The complaint and other initiatory pleadings referred to and
subject of this Circular are the original civil complaint,
counterclaim, cross-claim third (fourth, etc.) party
complaint
or
complaint-in-intervention,
petition,
or
application wherein a party asserts his claim for
relief. (Emphasis supplied)
It bears stressing, once again, that the real office of
Administrative Circular No. 04-94, made effective on 01 April 1994,
is to curb the malpractice commonly referred to also as forumshopping. It is an act of a party against whom an adverse judgment
has been rendered in one forum of seeking and possibly getting a
favorable opinion in another forum, other than by appeal or the
special civil action of certiorari, or the institution of two or more
actions or proceedings grounded on the same cause on the
supposition tha tone or the other court would make a favorable
disposition. The language of the circular distinctly suggests that it
is primarily intended to cover an initiatory pleading or an incipient
application of a party asserting a claim for relief.
It should not be too difficult, the foregoing rationale of the
circular aptly taken, to sustain the view that the circular in question
has not, in fact, been contemplated to include a kind of claim
which, by its very nature as being auxiliary to the proceedings in

the suit and as deriving its substantive and jurisdictional support


therefrom, can only be appropriately pleaded in the answer and
not remain outstanding for independent resolution except by the
court where the main case pends.
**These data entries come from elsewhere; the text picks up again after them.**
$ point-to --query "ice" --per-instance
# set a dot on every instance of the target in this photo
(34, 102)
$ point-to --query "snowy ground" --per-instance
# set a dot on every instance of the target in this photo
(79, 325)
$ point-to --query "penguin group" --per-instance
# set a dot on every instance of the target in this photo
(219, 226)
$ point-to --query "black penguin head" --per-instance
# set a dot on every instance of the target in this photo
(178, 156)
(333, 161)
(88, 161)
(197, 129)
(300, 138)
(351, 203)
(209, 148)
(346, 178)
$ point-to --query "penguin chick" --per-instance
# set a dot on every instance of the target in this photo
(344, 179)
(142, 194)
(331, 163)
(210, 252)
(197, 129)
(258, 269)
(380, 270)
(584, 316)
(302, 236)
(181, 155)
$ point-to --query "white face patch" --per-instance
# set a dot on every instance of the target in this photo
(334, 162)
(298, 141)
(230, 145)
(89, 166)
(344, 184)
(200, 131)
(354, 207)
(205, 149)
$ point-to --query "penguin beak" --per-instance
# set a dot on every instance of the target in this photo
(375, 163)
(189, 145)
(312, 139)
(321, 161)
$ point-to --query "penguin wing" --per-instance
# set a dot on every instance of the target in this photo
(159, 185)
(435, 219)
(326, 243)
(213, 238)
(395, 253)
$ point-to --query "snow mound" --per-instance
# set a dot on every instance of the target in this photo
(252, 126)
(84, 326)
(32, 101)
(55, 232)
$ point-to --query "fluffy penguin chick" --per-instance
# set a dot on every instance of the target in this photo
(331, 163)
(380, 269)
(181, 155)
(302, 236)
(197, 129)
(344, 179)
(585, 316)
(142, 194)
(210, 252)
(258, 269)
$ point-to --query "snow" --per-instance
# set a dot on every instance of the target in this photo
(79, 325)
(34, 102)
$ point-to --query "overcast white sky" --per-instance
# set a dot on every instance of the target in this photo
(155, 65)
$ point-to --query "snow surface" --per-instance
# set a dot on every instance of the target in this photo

Prescinding from the foregoing,
the provisio in the second paragraph of Section 5, Rule 8 of the
1997 Rules on Civil Procedure, i.e., that the violation of the antiforum shopping rule shall not be curable by mere amendment x x x
but shall be cause for the dismissal of the case without prejudice,
being predicated on the applicability of the need for a certification
against forum shopping, obviously does not include a claim which
cannot be independently set up.

The hospital, nevertheless, is entitled to a mere


partial relief. The so called counterclaim of the hospital really
consists of two segregative parts: (1) for unpaid hospital bills of
respondents son, Emmanuel Surla, in the total amount
of P82,632.10; and (2) for damages, moral and exemplary, plus
attorneys fees by reason of the alleged malicious and unfounded
suit filed against it. It is the second, not the first, claim that the
Court here refers to as not being initiatory in character and thereby
not covered by the provisions of Administrative Circular No. 04-94.